Affirm (AFRM) stock rose as much as 13% on Tuesday morning following news that the company will integrate its buy now, pay later feature into Walmart’s (WMT) self-checkout line.
Shoppers can already use Affirm to decentralize payments for purchases made at Walmart.com, the company’s Auto Centers, Vision Centers, and regular checkout lines with cashiers.
In other words, this is an incremental product update to a solution already available to the majority of Walmart shoppers. If Affirm’s partnerships with retailers are driving some business outcomes (more sales, more customers, etc.), those outcomes are already being driven.
But the fact that this update is pushing up the stock price shows how difficult this market is for many investors who are still holding positions from the 2022 era.data from FinViz Show About 21% of Affirm’s float is sold short, meaning short sellers are betting the stock will fall. For context, most companies have short floats of 1% or less.
If the market moves against them and short sellers go in the wrong direction, short sellers are often locked out of their positions even if their fundamental thinking has not changed significantly.
Affirm stock has fallen more than 90% from its high in late 2021 to its low earlier this year. Traders saw the stock as likely to bear the brunt of rising interest rates and consumer concerns about a slowdown. And stock prices have fallen proportionately.
But times have changed, both in the market and the economy.

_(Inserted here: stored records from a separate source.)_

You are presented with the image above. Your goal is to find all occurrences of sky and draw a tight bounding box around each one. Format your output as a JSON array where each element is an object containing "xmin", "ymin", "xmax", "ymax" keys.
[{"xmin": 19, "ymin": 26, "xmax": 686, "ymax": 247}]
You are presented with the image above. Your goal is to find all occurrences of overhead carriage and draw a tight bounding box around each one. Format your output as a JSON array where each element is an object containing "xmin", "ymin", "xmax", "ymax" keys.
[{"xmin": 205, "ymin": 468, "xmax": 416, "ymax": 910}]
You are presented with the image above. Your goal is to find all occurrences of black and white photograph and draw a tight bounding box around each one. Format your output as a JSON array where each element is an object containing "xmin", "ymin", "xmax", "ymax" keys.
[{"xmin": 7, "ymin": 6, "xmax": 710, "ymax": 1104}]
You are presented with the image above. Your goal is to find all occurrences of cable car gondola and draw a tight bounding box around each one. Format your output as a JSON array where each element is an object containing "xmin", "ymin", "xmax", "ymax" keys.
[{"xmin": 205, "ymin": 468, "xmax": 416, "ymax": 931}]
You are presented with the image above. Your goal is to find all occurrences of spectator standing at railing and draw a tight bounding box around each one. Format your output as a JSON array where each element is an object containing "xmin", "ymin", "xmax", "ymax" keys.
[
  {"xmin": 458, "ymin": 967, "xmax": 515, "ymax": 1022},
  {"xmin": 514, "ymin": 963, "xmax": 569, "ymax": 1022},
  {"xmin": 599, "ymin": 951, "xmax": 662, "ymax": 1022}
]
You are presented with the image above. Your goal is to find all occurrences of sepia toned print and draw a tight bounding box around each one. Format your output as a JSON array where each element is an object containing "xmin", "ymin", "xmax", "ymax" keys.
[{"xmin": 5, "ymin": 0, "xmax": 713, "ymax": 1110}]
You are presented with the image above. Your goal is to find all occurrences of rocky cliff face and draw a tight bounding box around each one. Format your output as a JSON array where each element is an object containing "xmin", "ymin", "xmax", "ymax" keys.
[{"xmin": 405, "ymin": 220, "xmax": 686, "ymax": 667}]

There are signs that things are improving for BNPL plays like Affirm. According to Adobe Analytics, usage of these services increased by 40% on Cyber Monday compared to last year.
And the stock’s price movements in recent months (Afirm stock is up 180% since Nov. 1, and the stock is up nearly 500% this year) have shown clear signs that traders are being forced out of bearish positions. Showing.
If a product update causes a company’s stock price to rise by double digit points, and the stock is heavily shorted, these moves are more likely to represent a meaningful improvement in the market’s view of the ultimate value of the company’s discounted future flows. It’s likely to be about positioning. In a market that is rapidly changing direction.
Because while Affirm is not a member of the Magnificent Seven or the remaining 493 stocks in the S&P 500, these changes have ripple effects across sectors, styles, and sizes.